Aiden Ghesani, Busra Cangut, Lewen Stempler, “Not everything that shines is gold, normal uptake in crista terminalis on FDG PET:CT masquerading as a tumor thrombus approaching right heart”, Radiology Case Reports, 2024. DOI:


Dr. Busra Cangut‘s journey through medical education and research has been rich and diverse. She earned her medical degree from Istanbul-Marmara University School of Medicine. While in medical school, she did clerkships at prestigious institutions including Harvard, Cleveland Clinic, and at the University of Texas, cardiac surgery departments.
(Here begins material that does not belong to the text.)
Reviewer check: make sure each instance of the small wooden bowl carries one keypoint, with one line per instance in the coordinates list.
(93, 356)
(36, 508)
After medical school , she joined Mayo Clinic Cardiac Surgery Department as Postdoc Research Fellow where she dedicated a year to basic science research, focusing primarily on mouse models in Advanced Atherosclerotic Plaque Composition. Subsequently, during her postdoctoral fellowship, she contributed to a clinical trial comparing different aortic valve bioprostheses.

Her academic pursuits continued with a master’s degree in clinical and translational science and a general surgery intern year at Mayo Clinic. Currently, Dr. Cangut is at Mount Sinai Hospital/New York, where she is deeply involved in advancing cardiac imaging technologies tailored to specific valve pathologies. Her work encompasses a multifaceted approach to cardiothoracic surgery, integrating basic science, clinical expertise, and imaging modalities to provide a comprehensive understanding of the field.
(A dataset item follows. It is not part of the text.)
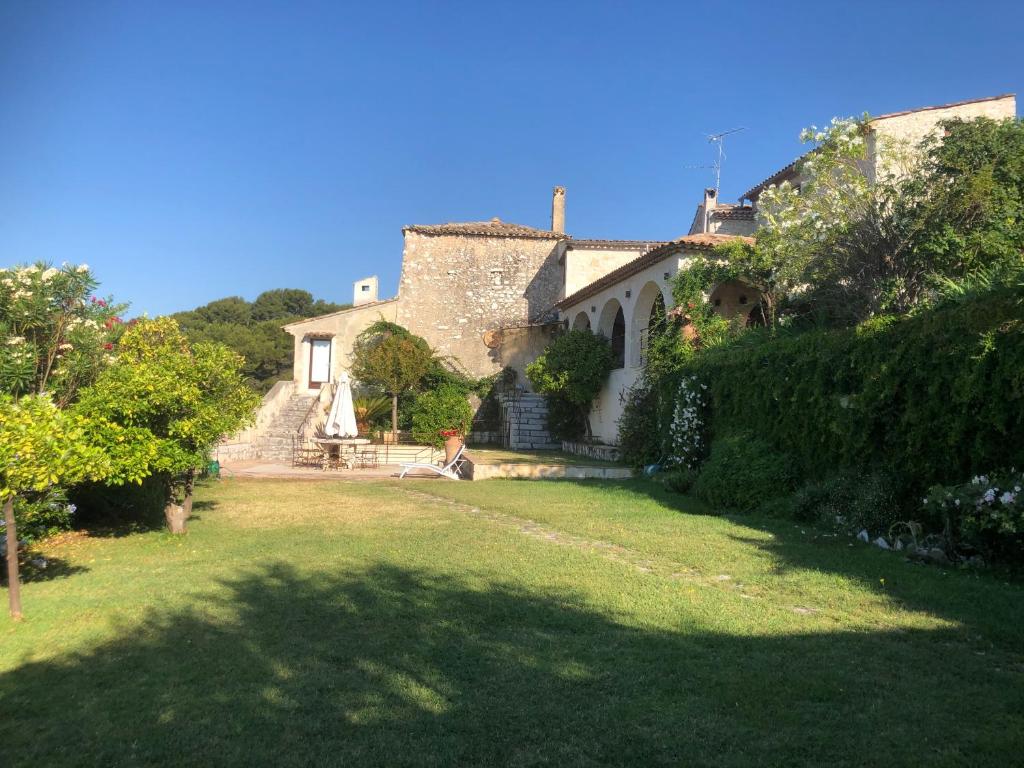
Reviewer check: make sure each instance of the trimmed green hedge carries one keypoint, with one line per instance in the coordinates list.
(934, 397)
Dr. Cangut’s research interests are centered around cutting-edge cardiac imaging technologies, particularly the exploration of PET/MRI applications for specific valve pathologies. Additionally, she has been awarded the ERAS Cardiac Fellowship Award, which is dedicated to optimizing perioperative care for cardiac surgery patients. She is actively developing order sets aimed at facilitating the widespread and seamless implementation of evidence-based perioperative care protocols, with the ultimate goal of improving patient outcomes. Driven by her passion for academic excellence, Dr. Cangut aspires to become an academic cardiac surgeon. Her vision involves leveraging cardiac imaging for surgical planning and deepening the understanding of disease pathologies and their impact on the heart through advanced imaging technologies.